El Papa ha invitado a los jóvenes a salir a luchar impulsados por valores, así como también a los viejos a enseñarles, a transmitir la sabiduría de los pueblos. Concibe esos dos períodos de la vida como amenazados por un mismo destino: la exclusión. Efectivamente, al no incorporar el patrimonio de la humanidad, al no escuchar, los jóvenes van quedando aislados de lo mejor que ésta ha generado, mientras que al ser inducidos a no dar testimonio, a callar, los mayores también son descartados por una sociedad que los considera inútiles.

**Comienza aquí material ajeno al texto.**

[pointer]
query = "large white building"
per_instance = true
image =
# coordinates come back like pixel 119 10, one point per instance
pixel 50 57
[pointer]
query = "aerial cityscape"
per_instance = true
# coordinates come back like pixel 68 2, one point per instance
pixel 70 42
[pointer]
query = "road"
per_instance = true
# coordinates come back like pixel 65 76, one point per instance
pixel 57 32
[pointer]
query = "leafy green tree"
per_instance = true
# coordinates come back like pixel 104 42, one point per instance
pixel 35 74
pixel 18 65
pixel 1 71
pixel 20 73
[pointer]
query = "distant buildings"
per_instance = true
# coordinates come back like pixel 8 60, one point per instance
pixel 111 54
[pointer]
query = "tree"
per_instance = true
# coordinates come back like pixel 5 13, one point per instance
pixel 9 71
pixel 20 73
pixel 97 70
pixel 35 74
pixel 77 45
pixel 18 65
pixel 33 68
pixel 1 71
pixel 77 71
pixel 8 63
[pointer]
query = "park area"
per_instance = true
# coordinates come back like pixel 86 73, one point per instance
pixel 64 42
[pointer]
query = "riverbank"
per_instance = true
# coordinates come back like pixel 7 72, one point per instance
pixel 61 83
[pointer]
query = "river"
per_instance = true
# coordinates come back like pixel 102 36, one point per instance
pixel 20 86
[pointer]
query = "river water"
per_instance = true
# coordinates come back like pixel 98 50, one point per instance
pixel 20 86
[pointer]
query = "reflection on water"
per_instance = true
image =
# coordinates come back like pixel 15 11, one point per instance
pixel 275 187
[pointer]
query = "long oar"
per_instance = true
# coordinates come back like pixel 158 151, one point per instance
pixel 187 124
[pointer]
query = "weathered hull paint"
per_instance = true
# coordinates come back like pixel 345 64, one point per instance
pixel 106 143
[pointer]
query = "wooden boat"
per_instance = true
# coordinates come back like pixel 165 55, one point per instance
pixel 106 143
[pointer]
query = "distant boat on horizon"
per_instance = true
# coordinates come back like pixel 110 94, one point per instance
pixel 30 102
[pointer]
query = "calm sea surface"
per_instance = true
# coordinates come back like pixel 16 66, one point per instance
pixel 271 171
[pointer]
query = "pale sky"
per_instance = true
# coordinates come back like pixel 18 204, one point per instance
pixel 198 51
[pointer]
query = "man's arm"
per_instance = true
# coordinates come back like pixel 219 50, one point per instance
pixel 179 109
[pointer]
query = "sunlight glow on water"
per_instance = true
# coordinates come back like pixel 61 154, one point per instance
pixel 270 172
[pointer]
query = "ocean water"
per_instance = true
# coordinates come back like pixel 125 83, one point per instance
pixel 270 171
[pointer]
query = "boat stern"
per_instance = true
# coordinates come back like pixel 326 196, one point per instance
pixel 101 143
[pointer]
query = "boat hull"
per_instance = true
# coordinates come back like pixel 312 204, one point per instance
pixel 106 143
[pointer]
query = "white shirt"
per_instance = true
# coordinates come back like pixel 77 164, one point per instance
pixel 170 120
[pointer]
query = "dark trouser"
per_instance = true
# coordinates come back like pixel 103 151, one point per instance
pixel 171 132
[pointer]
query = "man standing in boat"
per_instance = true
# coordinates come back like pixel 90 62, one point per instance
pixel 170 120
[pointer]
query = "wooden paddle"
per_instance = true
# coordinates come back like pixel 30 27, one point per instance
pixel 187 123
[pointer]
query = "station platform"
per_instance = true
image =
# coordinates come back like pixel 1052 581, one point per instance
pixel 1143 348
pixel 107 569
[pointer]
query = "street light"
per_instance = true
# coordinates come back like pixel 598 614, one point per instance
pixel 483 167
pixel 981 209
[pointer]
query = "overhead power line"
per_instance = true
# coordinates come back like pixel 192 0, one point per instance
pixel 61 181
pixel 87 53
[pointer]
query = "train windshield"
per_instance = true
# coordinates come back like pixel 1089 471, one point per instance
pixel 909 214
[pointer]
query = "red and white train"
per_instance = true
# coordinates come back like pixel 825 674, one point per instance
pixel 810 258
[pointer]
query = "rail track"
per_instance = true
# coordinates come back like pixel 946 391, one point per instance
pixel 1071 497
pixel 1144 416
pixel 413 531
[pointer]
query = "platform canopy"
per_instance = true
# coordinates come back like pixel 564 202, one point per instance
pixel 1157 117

En otra de sus intervenciones el Papa recordó lo que a propósito de esta cuestión señala el documento final de la conferencia general del Celam de Aparecida, Brasil: "Niños y ancianos construyen el futuro de los pueblos. Los niños, porque llevarán adelante la historia; los ancianos, porque transmiten la experiencia y la sabiduría de su vida". Esta relación, este diálogo entre las generaciones, es un tesoro que tenemos que preservar y alimentar.
Como lo demuestran sus afirmaciones, el papa Francisco advierte el riesgo que supondría romper esa relación fundante de la civilización. Sostiene que no podemos dejar solos a los recién llegados, que es nuestra responsabilidad introducirlos al mundo afirmados en esa sabiduría que nos da la vida vivida, como lo señaló ante los cardenales a las pocas horas de haber sido elegido.
Precisamente, la crisis educativa surge del debilitamiento de ese diálogo entre las generaciones, que se debe al hecho de que a los mayores les resulta cómodo pensar que no tienen nada para decir a sus hijos. Eso les permite retirarse de su responsabilidad de dar testimonio del mundo y de la cultura. Frente a esa actitud, los jóvenes se convencen de que tampoco tienen nada para aprender de sus mayores, estimulados por una descomunal maquinaria publicitaria que no sólo monopoliza su atención, sino que los fortalece en su convicción de que ya lo saben todo.
Es imprescindible que los que tienen mucho para decir y, sobre todo, para mostrar con el ejemplo de sus vidas recuperen la valentía de hacerlo. Y que los responsables de llevar adelante la historia no sólo reconozcan con humildad que tienen aún bastante por aprender, sino que, sin dejar de hablar, se detengan también a escuchar.